Why the pattern exists¶
Directly hand-writing Airflow (or equivalent) DAGs for every pipeline in a large org fails on three axes:
- Quality drift — different authors catch different error cases; some pipelines have data-quality gates, some don't; some tag the catalog, some don't.
- Upgrade cost — changing DAG-level defaults (a new SLO metric, a new lineage hook, a new secret-fetch pattern) requires updating N hand-written DAGs, not updating one codegen template.
- User-interface bloat — the average feature author doesn't know Airflow and doesn't want to; asking them to write Python operators slows iteration.
Codegen inverts this: the platform's Airflow expertise becomes a compile target, not a tax on every pipeline author.
Typical shape¶
- Customer writes two files:
- A query / transformation (SQL, Spark SQL, Python fn).
- A JSON config declaring: feature name, owner, schedule, urgency tier, versioning, data types, lineage hints.
- A platform-owned cron / reconciler reads the configs from a known location (git repo, S3 prefix, config service).
- For each config, it generates a fully-formed DAG — the DAG is production-ready out of the box: executes the query, integrates data-quality checks, writes to required sinks, publishes metadata to a discovery catalog, emits metrics.
- Generated DAGs are deployed to the orchestrator (Airflow scheduler / Astronomer / managed service).
Lyft Feature Store instance¶
Named example from the 2026-01-06 Lyft Feature Store post:
- Input: a SparkSQL query + JSON metadata config.
- Codegen: "A Python cron service reads these configurations and automatically generates an Astronomer-hosted Airflow Directed Acyclic Graph (DAG). Crucially, these generated DAGs are production-ready out-of-the-box."

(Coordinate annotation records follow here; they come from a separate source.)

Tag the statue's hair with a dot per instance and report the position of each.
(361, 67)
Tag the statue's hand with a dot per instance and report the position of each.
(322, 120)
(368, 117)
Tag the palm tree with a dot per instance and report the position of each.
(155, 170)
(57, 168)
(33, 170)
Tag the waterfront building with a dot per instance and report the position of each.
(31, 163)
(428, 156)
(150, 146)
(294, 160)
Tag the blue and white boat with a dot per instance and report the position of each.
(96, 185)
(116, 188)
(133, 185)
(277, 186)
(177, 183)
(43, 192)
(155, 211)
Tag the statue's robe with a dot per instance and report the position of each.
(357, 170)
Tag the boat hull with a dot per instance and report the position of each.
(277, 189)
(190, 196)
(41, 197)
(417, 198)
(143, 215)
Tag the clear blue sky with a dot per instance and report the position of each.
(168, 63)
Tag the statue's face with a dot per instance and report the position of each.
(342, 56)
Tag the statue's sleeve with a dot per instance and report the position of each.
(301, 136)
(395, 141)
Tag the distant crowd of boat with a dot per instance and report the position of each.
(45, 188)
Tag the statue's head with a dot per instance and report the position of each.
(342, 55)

- Generated-DAG responsibilities:
- Executing the SparkSQL query to compute feature data.
- Storing feature data to both offline
(Hive) and online
(
dsfeatures) data paths. - Running integrated data-quality checks.
- Compatibility for feature discovery — tagging Amundsen metadata.
Complementary development UX: Lyft's homegrown Kyte environment (an Airflow-local CLI) lets developers validate configs, test SQL runs, execute DAGs locally, and backfill historical dates before committing — so the codegen's quality tier is matched by a local iteration loop.
When to use it¶
- Large org with many similar pipelines (hundreds of features, hundreds of ELT jobs, hundreds of model training runs).
- The pipelines share a strong shape — same sinks, same quality gates, same metadata schema, same scheduling granularity.
- The platform team can afford the codegen investment (the codegen is itself production-grade code that must keep up with Airflow-version changes, store-API changes, data-quality-gate evolution).
When not to use it¶
- Pipelines have heterogeneous shape — each has its own operators, its own retries, its own alerts. Codegen becomes a straitjacket.
- Only a handful of pipelines; the codegen investment is not amortised.
- The DAG-author population is small and expert enough to hand-write DAGs productively.
Related¶
- systems/apache-airflow
- systems/lyft-feature-store
- concepts/feature-store
- concepts/feature-discoverability
- patterns/hybrid-batch-streaming-ingestion — codegen is the delivery mechanism for the batch lane in a hybrid ingestion design.
Seen in¶
- sources/2026-01-06-lyft-feature-store-architecture-optimization-and-evolution — canonical named instance: SparkSQL + JSON → Python-cron- generated Astronomer Airflow DAGs with built-in data-quality + Amundsen tagging.